Questa impressione trova conferma anche nelle parole di Castellacci, il quale ha evidenziato come la nuova versione permetta di seguire le vetture avversarie senza perdere carico aerodinamico, un vantaggio decisivo sia nei confronti delle più rapide Hypercar sia all’interno della stessa categoria LMGT3. Il dato statistico del weekend, impreziosito da una presenza record di 92.175 spettatori che testimonia il successo mediatico e popolare dell’evento, rischiava di nascondere la sostanza tecnica del lavoro svolto dagli ingegneri di Maranello. Tuttavia, i piloti hanno tenuto a sottolineare come il miglioramento nella guidabilità sia tangibile e come, una volta risolta l’incognita legata alla velocità massima sul rettilineo, si potrà tornare a giocarsela alla pari con i rivali su qualsiasi tracciato. La 6 Ore di Imola, insomma, non ha regalato podi alle rosse della classe GT, ma ha restituito una consapevolezza tecnica che mancava da tempo.
Equilibrio serrato e primo verdetto sulla griglia di partenza
Osservando il quadro generale della classe regina, la 6 Ore ha confermato lo stato di grazia di Toyota nella gestione della corsa e delle gomme, un fattore che ha permesso alla GR010 Hybrid #8 di tenere dietro la 499P #51 di Antonio Giovinazzi, nonostante una velocità media quasi identica.
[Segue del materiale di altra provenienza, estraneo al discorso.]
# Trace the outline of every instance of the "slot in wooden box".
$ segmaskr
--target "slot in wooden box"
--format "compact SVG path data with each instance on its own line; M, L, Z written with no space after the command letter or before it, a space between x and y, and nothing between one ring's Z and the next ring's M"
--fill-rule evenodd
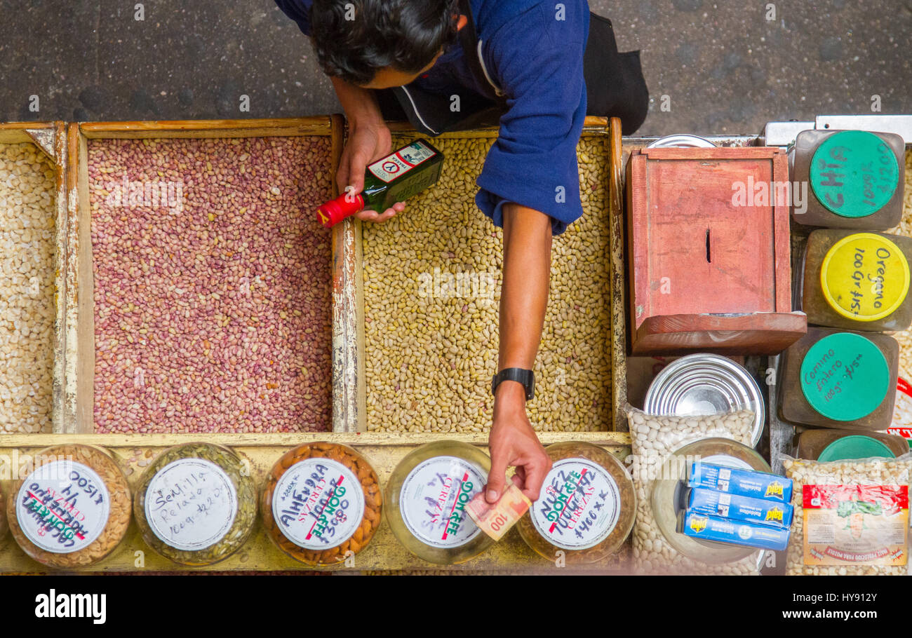
M779 149L631 152L633 354L771 355L804 334L804 315L792 312L788 201L773 187L787 183Z

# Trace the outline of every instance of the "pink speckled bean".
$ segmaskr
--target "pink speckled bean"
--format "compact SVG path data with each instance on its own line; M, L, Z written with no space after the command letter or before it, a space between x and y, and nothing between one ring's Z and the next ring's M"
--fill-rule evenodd
M326 138L89 141L96 431L329 428L329 173Z

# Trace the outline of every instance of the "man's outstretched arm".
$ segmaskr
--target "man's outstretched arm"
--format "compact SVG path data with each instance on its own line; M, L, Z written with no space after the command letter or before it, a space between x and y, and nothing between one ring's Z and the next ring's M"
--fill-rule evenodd
M551 218L514 203L503 211L503 283L501 289L498 370L534 367L548 304L551 272ZM538 499L551 459L538 441L525 411L525 392L517 381L503 381L494 397L491 428L491 475L486 499L503 492L506 470L516 467L517 482L531 500Z

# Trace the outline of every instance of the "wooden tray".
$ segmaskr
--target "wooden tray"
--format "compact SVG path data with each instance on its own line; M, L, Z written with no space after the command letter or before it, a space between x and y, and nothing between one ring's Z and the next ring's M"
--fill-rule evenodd
M394 132L410 132L404 123L393 123ZM443 139L489 137L493 129L444 133ZM606 431L626 431L627 417L624 406L627 403L627 346L624 302L624 234L623 213L621 210L621 185L623 184L623 165L621 163L620 121L613 118L609 123L605 118L586 118L583 137L608 137L611 184L608 188L609 211L605 222L610 225L611 245L611 291L608 293L612 317L611 334L611 375L612 375L612 411L611 423L606 424ZM343 227L338 242L334 242L333 266L335 268L334 294L336 296L336 322L334 344L337 340L342 345L335 347L334 353L343 356L340 365L334 362L334 387L337 396L334 407L345 415L344 418L334 419L337 426L345 431L366 432L367 380L365 373L365 327L364 327L364 291L362 282L363 254L361 222L354 218L338 224ZM338 235L337 235L338 236ZM336 431L339 431L337 428ZM567 433L571 436L573 433Z
M63 122L22 122L0 124L0 144L34 144L54 163L55 180L54 229L57 235L55 251L55 303L57 314L54 319L54 385L51 422L55 432L61 431L63 420L64 336L66 277L64 255L66 254L67 228L67 125ZM30 436L30 435L24 435Z
M572 437L559 433L543 433L542 443L548 445L563 440L580 440L600 445L620 458L628 452L627 437L616 432L577 432ZM449 436L451 440L465 441L487 449L487 437L465 435ZM251 472L257 489L265 485L266 475L273 464L288 449L302 443L331 439L336 443L354 446L377 470L380 484L386 486L396 465L416 446L440 440L432 434L386 435L374 433L326 434L223 434L223 435L28 435L0 436L0 488L8 495L14 481L10 476L10 464L21 462L25 455L34 455L44 448L67 443L83 443L102 446L119 459L120 467L128 473L130 488L140 482L146 465L165 448L181 443L205 440L210 443L230 446L242 458L250 461ZM143 465L140 466L140 463ZM7 539L0 549L0 573L47 572L48 568L26 556L12 539ZM137 552L141 552L139 554ZM138 560L142 558L142 567ZM611 562L611 561L609 561ZM613 563L612 563L613 564ZM383 521L370 544L355 556L355 564L340 568L341 571L365 570L548 570L556 568L541 559L519 537L516 530L501 542L494 543L487 551L461 565L441 567L432 565L415 557L393 536L387 521ZM602 566L604 571L605 567ZM115 551L101 562L85 571L320 571L299 563L280 551L266 535L257 517L256 526L250 540L234 555L223 562L207 567L184 567L176 565L156 554L140 534L135 520L131 520L127 537Z
M404 125L393 125L394 130L407 131ZM92 375L94 368L94 326L91 295L91 242L88 221L87 140L96 138L231 138L264 137L269 135L329 135L333 141L334 162L341 152L343 122L340 117L311 118L278 120L217 120L192 122L122 122L69 125L67 144L62 144L60 157L68 162L66 174L66 192L69 210L61 213L59 228L65 237L60 254L66 256L66 273L61 309L66 310L61 325L66 335L57 350L60 377L66 391L61 400L59 427L53 435L0 435L0 488L8 494L12 479L9 463L13 455L32 454L39 449L63 442L85 443L104 447L114 453L129 471L130 484L135 486L148 461L172 445L192 441L207 441L230 446L251 461L254 478L262 489L266 472L278 458L301 443L329 440L356 447L374 465L385 485L393 468L416 447L440 440L432 434L392 435L359 433L363 429L363 301L360 289L361 237L360 222L349 219L333 229L333 432L301 434L232 434L232 435L99 435L93 432ZM466 131L452 135L490 135L490 131ZM612 414L615 429L626 430L624 406L627 404L626 337L624 302L624 258L621 210L620 122L609 123L604 118L587 118L586 134L610 136L609 216L611 224L611 314L614 319L611 338L613 376ZM62 130L59 138L63 139ZM335 170L336 163L333 165ZM61 313L62 314L62 313ZM64 332L64 331L61 331ZM86 356L84 356L84 354ZM56 377L57 378L57 377ZM66 434L66 436L63 436ZM465 441L486 448L486 435L447 435L447 438ZM543 444L578 440L600 445L624 458L629 453L629 435L627 432L551 432L541 433ZM140 463L143 466L140 466ZM0 572L47 572L47 568L27 558L7 539L0 550ZM140 551L143 567L138 566ZM606 563L616 566L617 559ZM222 563L203 568L187 568L160 558L142 541L135 522L130 524L128 537L118 550L88 571L307 571L307 568L287 558L274 547L260 523L251 540L234 556ZM356 557L348 571L538 571L548 572L552 563L540 559L512 530L507 538L496 543L481 556L451 567L441 568L427 563L403 548L393 537L389 527L382 523L370 545ZM605 564L596 566L604 571Z
M63 418L55 431L92 434L94 425L95 319L88 140L169 138L327 136L331 170L342 152L341 116L295 119L238 119L70 124L66 224L66 352ZM335 242L339 231L333 235ZM335 314L335 309L334 309ZM335 344L335 339L334 339ZM336 356L334 347L334 358ZM334 412L335 418L335 412Z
Dalla parte dei telai chiusi, invece, il campionato si preannuncia come un caleidoscopio di valori difficili da decifrare immediatamente, con un pacchetto di mischia estremamente compatto subito dietro al duo di testa. Per la Ferrari 296 EVO, l’appuntamento di Imola ha rappresentato il primo vero banco di prova dopo i test affrontati nei primi mesi dell’anno sulle piste ostiche di Daytona, Sebring e del Paul Ricard. La risposta, seppur priva di acuti podistici, è stata giudicata sufficiente per guardare con moderato ottimismo ai prossimi impegni. La stagione è ancora lunga, e la consapevolezza di avere una base tecnica sulla quale si può finalmente lavorare senza dover rincorrere cronicamente i difetti di gioventù rappresenta per la squadra di AF Corse un punto di partenza radicalmente diverso rispetto alle annate precedenti.